I, sadly, had the occasion yesterday to send in my 10D for shutter lock repair. It wasn't caused by overvoltage equip. bcz I don't exceed the 6V Canon limit. However, in talking with Canon and further research, I found this from Chuck Westphal on another forum:
...as Chuck Westfall (USA Canon technical information director) puts it, the damage pattern is described more statistically: (speaking of the 10D at the time) nearly 100 percent of samples will be perfectly safe at 6 volts or below; Nearly 100 percent of samples will be damaged at 12 volts or above; between 6 volts and 12 volts, the percentage will vary, with failures increasing as the voltage increases. So just because John Doe's 300D works perfectly well with a 12 volt flash unit, it doesn't mean yours will--the odds are still against you.
This clearly indicates (to me anyway), further proof that Canon was not bound by, or at least didn't adhere to any ISO standard of 24V trigger voltage as someone else insisted.

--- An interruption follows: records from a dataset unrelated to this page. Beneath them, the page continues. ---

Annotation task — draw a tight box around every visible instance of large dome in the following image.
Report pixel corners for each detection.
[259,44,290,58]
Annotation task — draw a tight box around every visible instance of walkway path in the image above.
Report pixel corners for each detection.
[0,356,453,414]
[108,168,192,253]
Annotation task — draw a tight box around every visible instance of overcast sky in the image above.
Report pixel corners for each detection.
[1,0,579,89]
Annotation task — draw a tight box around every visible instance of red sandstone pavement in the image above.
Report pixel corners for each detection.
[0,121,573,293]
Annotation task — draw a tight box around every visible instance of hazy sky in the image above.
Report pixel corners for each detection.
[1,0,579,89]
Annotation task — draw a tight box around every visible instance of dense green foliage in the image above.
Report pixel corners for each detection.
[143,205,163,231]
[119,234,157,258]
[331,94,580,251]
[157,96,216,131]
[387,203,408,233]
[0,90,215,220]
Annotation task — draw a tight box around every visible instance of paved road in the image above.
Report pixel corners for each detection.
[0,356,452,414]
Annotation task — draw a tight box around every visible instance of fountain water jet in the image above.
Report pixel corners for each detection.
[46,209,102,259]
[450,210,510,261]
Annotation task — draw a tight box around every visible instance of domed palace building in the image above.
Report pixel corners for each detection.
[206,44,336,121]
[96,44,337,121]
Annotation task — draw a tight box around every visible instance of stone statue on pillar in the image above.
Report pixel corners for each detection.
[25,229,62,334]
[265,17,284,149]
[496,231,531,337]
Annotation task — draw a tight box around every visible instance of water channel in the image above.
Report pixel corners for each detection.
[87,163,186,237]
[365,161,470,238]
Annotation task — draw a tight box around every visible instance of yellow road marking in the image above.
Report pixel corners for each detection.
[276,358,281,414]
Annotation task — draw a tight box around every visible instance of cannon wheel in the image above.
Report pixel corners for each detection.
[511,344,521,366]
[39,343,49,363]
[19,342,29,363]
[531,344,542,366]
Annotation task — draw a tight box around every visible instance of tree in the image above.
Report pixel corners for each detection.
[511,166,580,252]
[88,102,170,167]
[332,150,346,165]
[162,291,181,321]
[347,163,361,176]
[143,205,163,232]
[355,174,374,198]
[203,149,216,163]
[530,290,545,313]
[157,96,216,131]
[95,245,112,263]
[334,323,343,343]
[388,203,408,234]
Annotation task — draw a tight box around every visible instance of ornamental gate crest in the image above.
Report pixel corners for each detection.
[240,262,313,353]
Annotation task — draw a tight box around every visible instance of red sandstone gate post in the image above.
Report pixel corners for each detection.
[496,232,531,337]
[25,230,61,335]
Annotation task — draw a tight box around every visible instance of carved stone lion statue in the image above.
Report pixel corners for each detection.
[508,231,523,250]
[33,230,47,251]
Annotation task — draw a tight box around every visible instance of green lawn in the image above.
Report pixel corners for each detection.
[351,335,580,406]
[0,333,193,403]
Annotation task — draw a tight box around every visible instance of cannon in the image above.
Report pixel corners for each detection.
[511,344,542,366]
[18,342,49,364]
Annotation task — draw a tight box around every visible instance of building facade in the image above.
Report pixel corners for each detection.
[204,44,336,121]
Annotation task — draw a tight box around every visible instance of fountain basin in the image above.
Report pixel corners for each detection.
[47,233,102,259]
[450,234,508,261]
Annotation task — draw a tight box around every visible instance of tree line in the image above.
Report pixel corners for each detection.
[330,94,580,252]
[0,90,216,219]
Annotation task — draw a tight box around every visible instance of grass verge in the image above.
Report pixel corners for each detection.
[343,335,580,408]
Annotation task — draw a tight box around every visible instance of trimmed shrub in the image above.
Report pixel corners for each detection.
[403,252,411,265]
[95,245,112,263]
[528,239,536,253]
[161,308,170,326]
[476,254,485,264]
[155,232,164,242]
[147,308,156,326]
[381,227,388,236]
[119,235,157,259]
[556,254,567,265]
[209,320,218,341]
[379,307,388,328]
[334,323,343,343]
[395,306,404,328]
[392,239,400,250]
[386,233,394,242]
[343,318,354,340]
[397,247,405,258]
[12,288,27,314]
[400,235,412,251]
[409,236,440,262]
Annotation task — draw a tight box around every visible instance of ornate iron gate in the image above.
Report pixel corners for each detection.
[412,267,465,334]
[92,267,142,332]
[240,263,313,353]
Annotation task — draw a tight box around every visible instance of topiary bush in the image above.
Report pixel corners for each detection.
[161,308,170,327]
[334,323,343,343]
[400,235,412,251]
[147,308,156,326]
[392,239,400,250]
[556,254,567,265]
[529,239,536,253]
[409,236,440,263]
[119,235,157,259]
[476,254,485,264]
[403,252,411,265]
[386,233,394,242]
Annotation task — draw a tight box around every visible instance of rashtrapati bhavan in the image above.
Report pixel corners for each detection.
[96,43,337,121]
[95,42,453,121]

The statement that "nearly 100% will be damaged at 12V" says it all.
I'm not trying to re-open any sore topics, just bringing info from Canon's own USA Tech Rep about the 10D - simply for informational use of those who use a 10D and have any concerns about trigger voltage. I'm glad I didn't void my warranty. Others are certainly free to do as they wish and heed/ignore this statistical information.